Abstract
This paper studies forest fires from the perspective of dynamical systems. Burnt area, precipitation and atmospheric temperatures are interpreted as state variables of a complex system and the correlations between them are investigated by means of different mathematical tools. First, we use mutual information to reveal potential relationships in the data. Second, we adopt the state space portrait to characterize the system’s behavior. Third, we compare the annual state space curves and we apply clustering and visualization tools to unveil long-range patterns. We use forest fire data for Portugal, covering the years 1980–2003. The territory is divided into two regions (North and South), characterized by different climates and vegetation. The adopted methodology represents a new viewpoint in the context of forest fires, shedding light on a complex phenomenon that needs to be better understood in order to mitigate its devastating consequences, at both economical and environmental levels.
Keywords
1. Introduction
Forest fires (FFs) have a great impact on the environment and the economy (Logan et al., 2003; Rittmaster et al., 2006). Burnt areas correspond directly to flora and fauna losses, ecosystem damage and soil degradation (Smith et al., 2000; Certini, 2005). Long-term consequences are the modification of the water cycle, replacement of autochthonous vegetation by invasive species (Brooks et al., 2004), increase in carbon dioxide emissions (Page et al., 2002) and climate change (Flannigan et al., 2000) (e.g. global warming and extreme weather events). In fact, wildfires can be regarded as positive feedback loops acting on the climate complex system (CS), simultaneously potentiating and being potentiated by climate changes (Dale et al., 2001; Kirilenko and Sedjo, 2007).

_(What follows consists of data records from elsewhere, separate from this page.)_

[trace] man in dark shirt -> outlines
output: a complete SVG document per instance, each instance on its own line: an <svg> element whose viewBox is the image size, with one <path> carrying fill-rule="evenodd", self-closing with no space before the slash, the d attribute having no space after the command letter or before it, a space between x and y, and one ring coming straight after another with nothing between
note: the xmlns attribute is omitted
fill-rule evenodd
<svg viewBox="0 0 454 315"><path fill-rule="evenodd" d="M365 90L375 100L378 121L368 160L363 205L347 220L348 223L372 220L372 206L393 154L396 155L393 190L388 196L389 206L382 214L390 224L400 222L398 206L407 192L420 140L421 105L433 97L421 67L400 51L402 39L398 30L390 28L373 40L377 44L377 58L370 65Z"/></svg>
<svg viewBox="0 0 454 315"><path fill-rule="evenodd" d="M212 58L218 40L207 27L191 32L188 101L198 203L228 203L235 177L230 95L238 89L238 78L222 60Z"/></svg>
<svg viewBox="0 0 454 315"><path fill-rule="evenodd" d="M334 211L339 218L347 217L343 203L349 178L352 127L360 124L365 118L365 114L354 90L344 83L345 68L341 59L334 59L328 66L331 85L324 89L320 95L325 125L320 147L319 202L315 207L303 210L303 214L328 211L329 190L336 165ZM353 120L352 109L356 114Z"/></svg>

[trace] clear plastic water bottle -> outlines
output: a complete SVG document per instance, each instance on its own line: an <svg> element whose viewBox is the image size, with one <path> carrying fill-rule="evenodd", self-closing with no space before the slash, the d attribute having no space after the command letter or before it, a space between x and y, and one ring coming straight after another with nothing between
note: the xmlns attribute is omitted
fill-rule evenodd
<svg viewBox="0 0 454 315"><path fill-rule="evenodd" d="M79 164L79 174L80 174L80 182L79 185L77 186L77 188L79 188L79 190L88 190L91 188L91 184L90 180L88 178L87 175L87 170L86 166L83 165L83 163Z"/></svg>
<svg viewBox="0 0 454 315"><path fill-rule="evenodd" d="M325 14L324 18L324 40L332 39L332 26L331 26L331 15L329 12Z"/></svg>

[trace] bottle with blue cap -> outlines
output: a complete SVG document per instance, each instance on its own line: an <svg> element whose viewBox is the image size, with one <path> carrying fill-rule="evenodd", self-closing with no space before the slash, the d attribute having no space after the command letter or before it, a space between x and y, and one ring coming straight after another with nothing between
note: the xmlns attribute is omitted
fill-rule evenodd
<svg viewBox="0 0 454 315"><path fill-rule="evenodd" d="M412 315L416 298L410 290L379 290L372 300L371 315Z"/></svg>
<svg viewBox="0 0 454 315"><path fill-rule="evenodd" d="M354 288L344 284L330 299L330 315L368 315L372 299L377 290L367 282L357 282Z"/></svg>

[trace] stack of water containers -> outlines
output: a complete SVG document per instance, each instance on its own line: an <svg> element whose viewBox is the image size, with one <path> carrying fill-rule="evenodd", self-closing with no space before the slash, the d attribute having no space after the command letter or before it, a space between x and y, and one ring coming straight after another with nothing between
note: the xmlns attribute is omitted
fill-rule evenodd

FF propagation depends on many factors, such as weather conditions, terrain orography and type of vegetation. Moreover, the effectiveness of detection and suppression measures is fundamental in order to mitigate fire impact (Chandler et al., 1983). Fire size patterns and spatiotemporal distributions provide valuable information for deciding about preventive measures, helping in identifying possible hazards, and in planning strategies for prevention, detection and suppression (Tenreiro Machado and Lopes, 2014).
Standard statistical methods have proved to be inadequate for analyzing extreme fire events (Holmes et al., 2008) as they are not capable of capturing all characteristics underneath fire dynamics (Alvarado et al., 1998). FFs exhibit complex spatiotemporal correlations, characterized by long-range memory and absence of a characteristic length-scale (Malamud et al., 1998; Ricotta et al., 1999; Reed and McKelvey, 2002; Telesca et al., 2005; Song et al., 2006). Those features are explained by the self-organized critical (SOC) (Bak, 1990) and highly optimized tolerance (HOT) models, proposed to explain fire behavior (Grassberger and Kantz, 1991; Drossel and Schwabl, 1992; Carlson and Doyle, 1999; Moritz et al., 2005).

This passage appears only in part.